アメリカの振り込め詐欺は日本でも当初はやった「オレオレ詐欺」で、年寄り宅を狙って孫を装うもので、放映された例では「おばあちゃんの大好きな孫だよ」から始まっていた。
「サムかい」なんていうと「今カナダにいて交通違反でつかまり、保釈金を支払わないと留置所に入れられるから、おばあちゃん、助けて」と大騒ぎをする。
そうしてこの例では保釈金として3200ドル(約26万円)をせしめられていたのだが、アメリカではこの種の詐欺にいとも簡単に引っかかるのだと言う。
アメリカで実際にお金をせしめる手口は国際送金と言うシステムを利用することで、この国際送金の場合は銀行口座を開設する必要はなく、送付する金額と手数料を払って送金依頼をすると8桁の番号を窓口で教えてくれるのだと言う。
この8桁の番号を送付先に知らせると受取人は国際送金の窓口で8桁の番号を示し、別途偽造された運転免許書(サムという名前の免許書)を提示して3200ドルをせしめていた。
アメリカのオレオレ詐欺の特色はこうした初歩的なもので、日本との違いは金額が相対的に少ないこと(平均で40万円程度)と、送金先がカナダのような外国であることだった。

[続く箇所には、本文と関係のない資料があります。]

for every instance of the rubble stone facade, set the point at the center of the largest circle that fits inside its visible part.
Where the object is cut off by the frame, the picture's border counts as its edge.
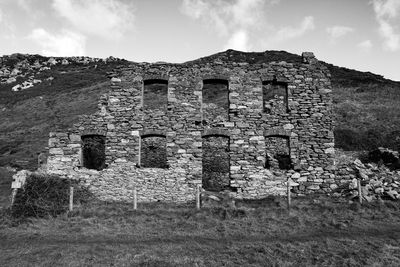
(268, 137)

このためアメリカでは警察がまともな捜査をせず(殺人事件等が多発しているので、こうした微罪は見向きもしないのと、外国がからむ事件なので国際協力が難しい)、ほとんどが泣き寝入りをしているか、詐欺にあったことすら気がつかないのだという。
私がしみじみ思ったのは日本との相違だ。
日本の場合は金額が数百万単位であることが多く、大抵の場合は「会社の金を使い込んでこのままでは警察に逮捕される」と言うような理由か、「交通事故の示談金が必要だ」と言うような理由になっている。
そして実際に数百万(場合によっては一千万円単位)の金が送金されるのだが、これは日本の年寄りが世界一金持ちだからだ。
日本の個人預金は1400兆円といわれているが、そのほとんどを年寄りが持っている。
この資金を巻き上げようと日本では詐欺集団が詐欺の手法に磨きをかけ、日本を世界最大の振り込め詐欺王国にした。
さすがに日本では情報が行き渡って初歩的なオレオレ詐欺に引っかかる年寄りが少なくなったので、この初歩的な手法がアメリカに輸出されたのだという。
日本が「振り込め詐欺王国だ」なんて言うのは少しも名誉ではないが、今そのノウハウが世界各地に伝播して、アメリカだけでなく韓国や中国でもこうした手口で金を巻き上げられる人が増えているのだそうだ。
こうして振り込め詐欺のグローバルスタンダードは日本が確立したのだが、さすが年寄りの金持ち王国・日本と驚いてしまった。